Tuesday, June 05, 2007

Conversations with Don Carlos

Far be it from me to drop names, but I did run into Carlos Casteneda while hiking in the Santa Monica Mountains in the late 70's...apparently we both liked to go there through the years and this time we just happened to meet. I knew what CC looked like, having attended his UCSB lecture around 1970, surrounded as he was by stern-looking local Chicano activists trying to bask in his glory. That was such a joke considering how anti-political the Don Juan teachings are. Campus political activists hated mystics and gurus who diverted people's attention away from supposed horrible social conditions to meditate on their navel and realize inner peace. And this was exactly what CC really represented to most hippies.

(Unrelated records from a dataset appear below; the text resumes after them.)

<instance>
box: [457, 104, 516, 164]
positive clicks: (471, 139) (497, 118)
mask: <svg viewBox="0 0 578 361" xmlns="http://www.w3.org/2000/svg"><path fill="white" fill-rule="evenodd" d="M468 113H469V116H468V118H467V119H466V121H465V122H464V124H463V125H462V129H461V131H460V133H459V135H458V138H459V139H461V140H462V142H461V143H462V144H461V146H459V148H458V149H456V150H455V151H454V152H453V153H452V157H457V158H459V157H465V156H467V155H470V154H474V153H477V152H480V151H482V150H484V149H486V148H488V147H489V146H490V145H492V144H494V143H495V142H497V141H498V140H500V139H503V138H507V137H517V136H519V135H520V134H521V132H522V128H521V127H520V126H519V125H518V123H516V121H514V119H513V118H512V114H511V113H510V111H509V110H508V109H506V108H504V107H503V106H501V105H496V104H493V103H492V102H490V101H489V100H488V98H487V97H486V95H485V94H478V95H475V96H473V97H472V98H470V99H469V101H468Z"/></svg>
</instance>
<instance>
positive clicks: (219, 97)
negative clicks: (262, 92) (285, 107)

On this occasion in the morning I had driven up to Mulholland Drive and parked my pickup near Fireroad 25, which was my favorite jumping off place. I had come especially to practice some of Don Juan's teachings, believing them valid in those days. More specifically, I had come to try to "stop the world", which in real terms means stopping the mind, from a meditative point of view. I found myself a secluded spot off the main road and sat down for hours staring off to the east, down at Sullivan Canyon and the ridge beyond. At a certain point I seemed to achieve a certain stillness of mind combined with a sharp focusing of the view in front of me, (with a little chemical help I must admit, well, let us say, a BIG chemical help), and by the late afternoon, I got up and starting walking back in the direction of Mulholland Drive. At this point I met Carlos Castenada, accompanied by a young blonde woman, probably Kylie, one of the 4 or 5 gringa "witches" that formed the inner circle around CC from this time to his death in 1998. I recognized him right away, from the lecture, but did not show that I did. I recall how he joked in Santa Barbara how people thought he should have "long mystical feet", but being a short Peruvian with equally short feet, this was his way of kidding himself, which put people off their guard. "Anyone who makes a joke at their own expense cannot be a big liar" etc.

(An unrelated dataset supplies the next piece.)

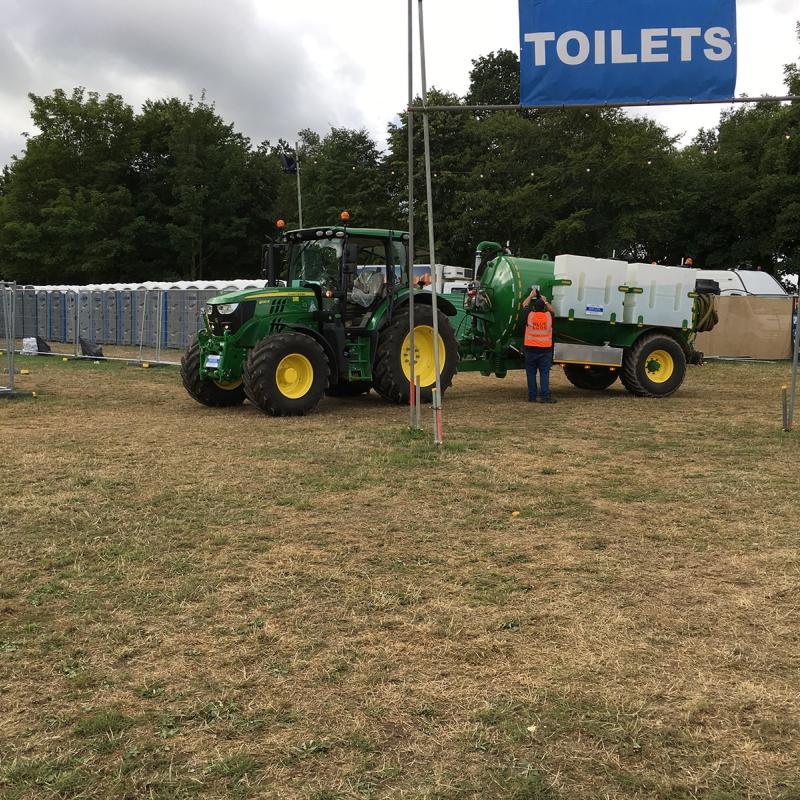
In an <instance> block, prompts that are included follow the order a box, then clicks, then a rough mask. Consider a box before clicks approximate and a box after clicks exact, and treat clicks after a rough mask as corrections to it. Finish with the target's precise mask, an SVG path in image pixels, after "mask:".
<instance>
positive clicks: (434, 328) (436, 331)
mask: <svg viewBox="0 0 800 800" xmlns="http://www.w3.org/2000/svg"><path fill="white" fill-rule="evenodd" d="M418 9H419V49H420V54H419V55H420V68H421V73H422V107H423V108H425V107H426V106H427V105H428V78H427V72H426V69H425V24H424V21H423V12H422V0H419V7H418ZM422 125H423V132H424V139H425V188H426V191H427V199H428V249H429V250H430V256H431V258H430V260H431V270H432V273H431V277H432V278H433V280H432V281H431V310H432V312H433V365H434V374H435V378H436V390H435V392H434V394H433V408H434V417H435V418H436V420H437V422H436V424H435V425H434V429H433V437H434V438H433V442H434V444H435V445H436V446H437V447H438V446H439V445H441V444H442V436H441V434H442V424H441V416H442V411H441V409H442V376H441V371H440V370H441V367H440V364H441V359H440V353H439V309H438V292H437V287H436V278H435V275H436V242H435V240H434V235H433V184H432V181H431V137H430V129H429V125H428V112H427V111H423V112H422Z"/></svg>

Anyway, I just nodded and maybe said hi and tried to walk by, being by this time worn out, dehydrated and hungry, but Carlos started talking to me. He claimed he wanted to know where the fireroad went. I really didn't know at that time, except that if you took it south and veered left you would end up, after following a narrow ridge, at Will Rogers State Park. But I knew you could take it to the right and arrive around Eagle Rock, a midpoint in the Santa Monica trail system, and from there you could find your way down to Sunset Blvd. near the ocean. So I just summerized all this by saying, "It goes to the ocean."

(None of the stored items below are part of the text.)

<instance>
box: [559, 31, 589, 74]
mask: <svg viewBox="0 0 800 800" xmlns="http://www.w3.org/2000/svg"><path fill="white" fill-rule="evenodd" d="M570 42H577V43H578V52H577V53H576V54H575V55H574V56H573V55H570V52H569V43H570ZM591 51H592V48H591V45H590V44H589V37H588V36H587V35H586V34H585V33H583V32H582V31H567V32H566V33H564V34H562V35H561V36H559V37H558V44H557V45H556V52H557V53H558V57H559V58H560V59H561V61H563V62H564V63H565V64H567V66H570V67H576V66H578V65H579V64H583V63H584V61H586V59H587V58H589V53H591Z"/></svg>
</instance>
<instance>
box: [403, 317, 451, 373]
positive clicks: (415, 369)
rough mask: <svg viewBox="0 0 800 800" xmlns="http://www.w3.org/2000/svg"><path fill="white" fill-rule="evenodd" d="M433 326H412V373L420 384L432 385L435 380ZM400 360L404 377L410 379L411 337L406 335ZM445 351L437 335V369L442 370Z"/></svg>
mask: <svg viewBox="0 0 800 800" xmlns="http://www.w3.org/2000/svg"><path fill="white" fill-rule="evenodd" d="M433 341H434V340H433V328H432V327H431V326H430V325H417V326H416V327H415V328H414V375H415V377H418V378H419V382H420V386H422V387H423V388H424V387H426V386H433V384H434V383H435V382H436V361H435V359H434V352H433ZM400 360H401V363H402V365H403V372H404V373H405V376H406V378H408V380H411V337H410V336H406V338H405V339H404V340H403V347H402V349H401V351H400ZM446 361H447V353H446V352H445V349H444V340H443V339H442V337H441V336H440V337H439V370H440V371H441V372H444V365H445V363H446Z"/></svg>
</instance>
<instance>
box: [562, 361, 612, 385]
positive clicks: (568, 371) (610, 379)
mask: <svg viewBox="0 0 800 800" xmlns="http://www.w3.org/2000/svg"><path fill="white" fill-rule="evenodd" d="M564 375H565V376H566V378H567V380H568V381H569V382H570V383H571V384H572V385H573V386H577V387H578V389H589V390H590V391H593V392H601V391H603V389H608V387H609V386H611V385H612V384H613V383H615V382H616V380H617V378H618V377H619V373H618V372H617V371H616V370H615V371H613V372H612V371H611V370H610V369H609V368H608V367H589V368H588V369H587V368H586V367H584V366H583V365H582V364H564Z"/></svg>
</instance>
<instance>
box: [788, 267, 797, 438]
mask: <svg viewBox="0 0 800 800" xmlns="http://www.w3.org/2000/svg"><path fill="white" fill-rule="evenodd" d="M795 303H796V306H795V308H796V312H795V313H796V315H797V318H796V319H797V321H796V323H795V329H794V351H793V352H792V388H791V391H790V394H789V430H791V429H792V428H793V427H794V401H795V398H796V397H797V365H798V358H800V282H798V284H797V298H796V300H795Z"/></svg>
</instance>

But then Carlos started arguing no, no, no that can't be true, and kept arguing and arguing. I just stared at him in surprise. I really didn't care. At this point I recalled an episode in one of CC's books where his supposed teacher Don Juan just looks at him and says something like, "You know I can't stand the sight of you." And CC starts whining until DJ pretends to take it back. Now I could understand this event quite well, as I was beginning to feel quite annoyed. But I did not say much, and walked away, feeling sorry for someone so cunningly obnoxious.

Since I had a buddhist teacher at that point, I was less likely to fall under his spell. Apparently CC started conducting classes at a Santa Monica bookstore around this time. It is a good thing I did not hear of it and feel tempted to participate. As it turned out in the succeeding years, during this teaching period Castenda created a classic cult consciousness among his students. Amy Wallace's The Sorceror's Apprentice is a must for an insight into the sick group psychology of those years. Geuter's Filming Castenda adds more data.

The positive result of this odd encounter was that I determined to find out once and for all where the fireroad went. So another weekend day I hiked south on Fireroad 25, veered right, and kept going down along some newly developed housing, and finally ended up at Sunset Dr. exactly at the Self Realization Fellowship lake/temple founded by Yogi Yogananda. This mystical place is only a stone's throw from the ocean. So I felt justified by my answer to Castenada after all. By this time it was near dusk and I had to call my brother to drive all the way from the San Fernando Valley to Pacific Palisades to pick me up and take me back to Mulholland Dr. so I could retreive my vehicle.